Karen Armstrong looks at religion’s role in the 21st century: Will its dogmas divide us? Or will it unite us for common good? She reviews the catalysts that can drive the world’s faiths to rediscover the Golden Rule.
Why you should listen:
Religious thinker Karen Armstrong has written more than 20 books on faith and the major religions, studying what Islam, Judaism and Christianity have in common, and how our faiths shaped world history and drive current events.
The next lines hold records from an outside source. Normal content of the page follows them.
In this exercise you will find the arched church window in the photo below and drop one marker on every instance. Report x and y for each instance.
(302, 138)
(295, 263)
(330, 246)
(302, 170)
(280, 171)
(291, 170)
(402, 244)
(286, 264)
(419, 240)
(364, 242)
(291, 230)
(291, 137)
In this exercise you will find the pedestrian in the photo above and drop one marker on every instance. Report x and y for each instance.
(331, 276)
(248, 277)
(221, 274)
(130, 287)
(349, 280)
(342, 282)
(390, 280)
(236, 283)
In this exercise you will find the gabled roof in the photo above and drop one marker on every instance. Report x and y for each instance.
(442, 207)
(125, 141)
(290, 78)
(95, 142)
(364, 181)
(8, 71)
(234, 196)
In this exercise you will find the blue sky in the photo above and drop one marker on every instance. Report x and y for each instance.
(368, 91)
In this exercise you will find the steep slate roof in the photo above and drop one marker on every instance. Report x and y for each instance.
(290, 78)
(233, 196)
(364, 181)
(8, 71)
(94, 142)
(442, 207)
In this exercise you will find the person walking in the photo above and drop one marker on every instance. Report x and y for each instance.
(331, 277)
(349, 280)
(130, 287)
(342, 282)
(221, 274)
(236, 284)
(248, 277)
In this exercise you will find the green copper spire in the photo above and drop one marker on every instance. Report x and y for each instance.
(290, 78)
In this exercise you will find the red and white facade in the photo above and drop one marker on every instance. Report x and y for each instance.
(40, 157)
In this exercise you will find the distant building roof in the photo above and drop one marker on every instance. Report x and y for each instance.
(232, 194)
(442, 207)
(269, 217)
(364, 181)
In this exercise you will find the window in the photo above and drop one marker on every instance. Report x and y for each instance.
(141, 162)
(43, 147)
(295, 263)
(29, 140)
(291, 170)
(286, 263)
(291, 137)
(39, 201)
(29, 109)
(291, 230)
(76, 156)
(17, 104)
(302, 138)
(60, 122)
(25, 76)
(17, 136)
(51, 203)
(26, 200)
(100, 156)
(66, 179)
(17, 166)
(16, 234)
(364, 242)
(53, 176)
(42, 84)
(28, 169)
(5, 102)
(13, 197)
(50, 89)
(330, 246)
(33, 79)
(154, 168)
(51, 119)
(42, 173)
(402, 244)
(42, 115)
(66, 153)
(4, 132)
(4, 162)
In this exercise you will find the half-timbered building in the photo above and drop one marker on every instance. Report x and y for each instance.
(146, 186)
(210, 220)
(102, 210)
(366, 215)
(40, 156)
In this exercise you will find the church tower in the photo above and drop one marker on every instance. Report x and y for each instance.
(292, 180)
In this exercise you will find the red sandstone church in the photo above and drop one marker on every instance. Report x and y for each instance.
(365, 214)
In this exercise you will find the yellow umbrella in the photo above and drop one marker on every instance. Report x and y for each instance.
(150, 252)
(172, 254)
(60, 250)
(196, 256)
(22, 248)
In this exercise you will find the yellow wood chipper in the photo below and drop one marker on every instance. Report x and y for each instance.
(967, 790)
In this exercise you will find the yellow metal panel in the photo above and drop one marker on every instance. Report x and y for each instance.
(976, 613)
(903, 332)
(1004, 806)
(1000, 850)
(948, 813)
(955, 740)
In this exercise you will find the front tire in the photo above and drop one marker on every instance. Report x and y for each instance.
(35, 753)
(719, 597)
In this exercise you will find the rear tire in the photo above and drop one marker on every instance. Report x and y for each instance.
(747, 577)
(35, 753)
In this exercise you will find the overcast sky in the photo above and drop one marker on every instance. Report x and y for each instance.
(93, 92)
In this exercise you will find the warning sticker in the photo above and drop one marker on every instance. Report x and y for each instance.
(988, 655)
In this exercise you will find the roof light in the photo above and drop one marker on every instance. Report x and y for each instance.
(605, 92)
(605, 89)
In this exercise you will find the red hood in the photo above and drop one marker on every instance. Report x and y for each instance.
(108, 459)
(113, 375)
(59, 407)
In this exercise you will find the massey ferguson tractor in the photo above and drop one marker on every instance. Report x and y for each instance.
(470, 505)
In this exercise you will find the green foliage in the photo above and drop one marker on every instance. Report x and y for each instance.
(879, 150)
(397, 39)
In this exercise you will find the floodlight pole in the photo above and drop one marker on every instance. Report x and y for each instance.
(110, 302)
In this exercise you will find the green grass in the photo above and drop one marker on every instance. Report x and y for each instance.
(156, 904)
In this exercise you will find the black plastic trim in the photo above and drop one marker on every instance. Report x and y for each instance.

Armstrong’s 2008 TED Prize wish asks us to help her assemble the Charter for Compassion, a document around which religious leaders can work together for peace. In late fall 2008, the first draft of the document was written by the world, via a sharing website.
Who is she:
A former nun, Armstrong has written two books about this experience: Through the Narrow Gate, about her seven years in the convent, and The Spiral Staircase, about her subsequent spiritual awakening, when she developed her iconoclastic take on the major monotheistic religions — and on the strains of fundamentalism common to all. She is a powerful voice for ecumenical understanding.
1 Give your own definition of the golden rule and provide an example.
2 What does she often hear when religious leaders meet for a discussion?
3 Why does Armstrong have a sense of urgency about compassion?
4 What does Armstrong think has gone wrong with religion?
5 Armstrong thinks that there is something dividing us from one another. What is it?
6 She quotes C.S.Lewis speaking about love. What is the gust of the quote?